= Molesworth Institute =

Fictional organization

The Molesworth Institute is a fictional organization started in 1956 with the aim of promoting library humour. It is a combination of real librarians and fictitious people, mostly literary characters. The founder and longtime director, Norman D. Stevens, has published a great many humorous articles about Library science under his title from the organization, and the institute has been mentioned in major publications in this field of study.

==History==
The Molesworth Institute was founded by Norman D. Stevens and Francis A.T. Johns who were friends and fellow students attending Rutgers University's library science program. In 1956, they made up the Molesworth Institution in their course paper. The organization's namesake is Nigel Molesworth, a cheeky youngster in the 1954 book Down with Skool! A Guide to School Life for Tiny Pupils and their Parents written by Geoffrey Willans. The fictional organization had several employees named after people affiliated with St. Custard's, the prep school in the novel, such as Timothy Peason. Some of the employees' names were inspired by other sources: Cecily Cardew is a young lady in the Oscar Wilde play The Importance of Being Earnest. Stevens wrote an article about Molesworth Institute that appeared in 1963 in the ALA Bulletin, the first time he had written a published article about the organization.

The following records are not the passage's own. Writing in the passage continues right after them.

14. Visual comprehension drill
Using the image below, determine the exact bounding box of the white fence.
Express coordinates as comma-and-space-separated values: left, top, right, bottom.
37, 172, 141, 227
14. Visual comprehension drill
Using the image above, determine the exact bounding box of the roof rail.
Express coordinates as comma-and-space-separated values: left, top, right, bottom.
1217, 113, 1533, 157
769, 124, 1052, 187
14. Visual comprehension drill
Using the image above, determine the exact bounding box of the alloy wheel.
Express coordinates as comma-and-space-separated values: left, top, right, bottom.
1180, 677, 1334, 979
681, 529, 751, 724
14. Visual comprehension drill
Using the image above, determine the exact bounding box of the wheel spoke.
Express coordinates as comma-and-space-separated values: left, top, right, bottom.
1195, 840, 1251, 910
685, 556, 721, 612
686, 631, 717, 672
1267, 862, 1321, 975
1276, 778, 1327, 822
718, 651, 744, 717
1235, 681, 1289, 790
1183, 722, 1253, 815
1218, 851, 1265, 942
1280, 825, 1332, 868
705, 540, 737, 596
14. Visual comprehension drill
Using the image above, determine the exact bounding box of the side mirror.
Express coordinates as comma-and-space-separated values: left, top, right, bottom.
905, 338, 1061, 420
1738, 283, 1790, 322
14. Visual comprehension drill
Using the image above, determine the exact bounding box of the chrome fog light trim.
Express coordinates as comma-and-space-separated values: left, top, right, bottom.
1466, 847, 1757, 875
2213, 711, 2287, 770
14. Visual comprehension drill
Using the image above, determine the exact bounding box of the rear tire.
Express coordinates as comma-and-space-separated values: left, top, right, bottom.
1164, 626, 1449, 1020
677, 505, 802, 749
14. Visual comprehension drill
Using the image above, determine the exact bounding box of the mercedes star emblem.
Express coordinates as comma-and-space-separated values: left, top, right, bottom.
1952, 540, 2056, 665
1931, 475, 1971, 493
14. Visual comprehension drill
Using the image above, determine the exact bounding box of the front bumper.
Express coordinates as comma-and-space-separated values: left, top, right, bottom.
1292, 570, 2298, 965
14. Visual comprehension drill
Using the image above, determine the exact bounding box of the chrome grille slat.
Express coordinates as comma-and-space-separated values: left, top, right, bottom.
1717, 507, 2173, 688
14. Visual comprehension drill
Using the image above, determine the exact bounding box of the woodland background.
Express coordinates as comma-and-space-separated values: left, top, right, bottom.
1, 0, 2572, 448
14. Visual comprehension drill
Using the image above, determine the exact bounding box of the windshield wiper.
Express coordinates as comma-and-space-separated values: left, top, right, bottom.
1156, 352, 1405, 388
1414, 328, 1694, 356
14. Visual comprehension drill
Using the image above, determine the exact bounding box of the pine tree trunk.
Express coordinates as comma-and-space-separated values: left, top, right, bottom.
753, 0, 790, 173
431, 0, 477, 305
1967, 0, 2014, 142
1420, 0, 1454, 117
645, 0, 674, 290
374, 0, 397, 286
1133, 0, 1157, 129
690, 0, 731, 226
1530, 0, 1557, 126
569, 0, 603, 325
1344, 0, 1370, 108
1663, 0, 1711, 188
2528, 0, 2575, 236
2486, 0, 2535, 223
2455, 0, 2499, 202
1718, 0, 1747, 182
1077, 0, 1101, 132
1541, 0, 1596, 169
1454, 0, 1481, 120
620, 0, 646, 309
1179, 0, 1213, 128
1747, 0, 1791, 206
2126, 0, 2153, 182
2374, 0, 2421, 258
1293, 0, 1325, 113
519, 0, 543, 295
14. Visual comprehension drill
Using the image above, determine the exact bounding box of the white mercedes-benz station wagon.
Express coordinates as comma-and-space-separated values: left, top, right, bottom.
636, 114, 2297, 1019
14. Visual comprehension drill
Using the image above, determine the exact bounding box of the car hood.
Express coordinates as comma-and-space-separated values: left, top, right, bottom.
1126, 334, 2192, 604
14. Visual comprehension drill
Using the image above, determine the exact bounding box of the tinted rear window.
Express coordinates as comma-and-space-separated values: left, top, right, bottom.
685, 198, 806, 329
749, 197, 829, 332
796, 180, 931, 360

Although the employees were fictitious, nearly every one of the institute's fellows were actual people. Stevens anointed himself the director of the institute and added about 80 "Fellows of the Institute" whose members were his wife, Nora, his colleagues, library luminaries and academics. The June 1989 and April 1991 publications of the Wilson Library Bulletin published lists of the organization's employees and fellows. Stevens was recorded as executive director, while Francis Johns, his classmate at Rutgers, was recorded as a senior fellow. Other fellows included in the list were the artist Jackie Urbanovic and the librarians Michael Gorman, Sanford Berman, and Charles Curran. The late librarian Edmund Pearson became a fellow in 1991, and the librarian Will Manley was added that year. In 1992, Manley authored the book Unsolicited Advice, in which he included a sham question and answer section with a student who wanted him to answer what he thought "the greatest professional honor that a librarian can aspire to". Manley replied, "When I get a resume from a job-seeker the first thing I do is look for membership in the Molesworth Institute — there is no greater honor in our profession." Josiah Carberry, a fictitious Brown University professor, was included as a fellow in 1992.

In 2003, the Swedish librarian Bengt Hjelmqvist became a centenarian. Stevens had met Hjelmqvist when Stevens and his wife had traveled to Sweden. Stevens called the librarian "by far, the most distinguished of all" the international fellows of the institute. In response Hjelmqvist wrote a poem titled "The Molesworth Institute Fellow's War Cry" in which he counseled that "our enemies are those who have no sense at all for jokes and rackets. ... A mirror is our weapon, our noble attribute. In it our enemies will see themselves."

Stevens liked to play practical jokes by getting himself and the Molesworth Institution's fictitious employees such as Nigel Molesworth and Timothy Peason be mentioned in typical reference books such as American Library Directory, Who's Who in Library and Information Services, Directory of Library and Information Professionals, and A Biographical Directory of Libraries in the United States and Canada. He felt that having fake entries in the books would make them "somehow become endowed with an air of reality". The Library Journal published an article saying that Molesworth Institute employee Nouleigh Rhee Furbished had joined the organization, while College & Research Libraries News published an article about the new employee Ted E. Behr. Steven wrote a Wikipedia article about the Molesworth Institute, which led Wikipedia editors to challenge portions of the material, and modified UCLA Library Reference Department's wiki to include Timothy Peason, the fake librarian.

Stevens aggressively called attention to his humor by writing around 60 articles where he gave his title as director of the fictitious organization. The articles have been published in Italy, Brazil, France, England, Sweden. His most recent Molesworth article, "The First Fully Electronic Library", appeared in the 2006 issue of the journal, College & Research Libraries. In April 2011, Steves selected Katie Herzog, a librarian at Whittier Public Library in Whittier, California, as the organization's director.

Stevens' book Archives of Library Research from the Molesworth Institute has been reviewed in the Australian Academic & Research Libraries (AARL), the Canadian Library Journal, The Journal of Academic Librarianship, and the Herald of Library Science.

Although Stevens initially intended to be the sole director of the institute, he changed his mind and specified that Chelsea Flower, his granddaughter, would be the Director Designate. For over four decades, the organization had the same address as Stevens' Storrs, Connecticut, house.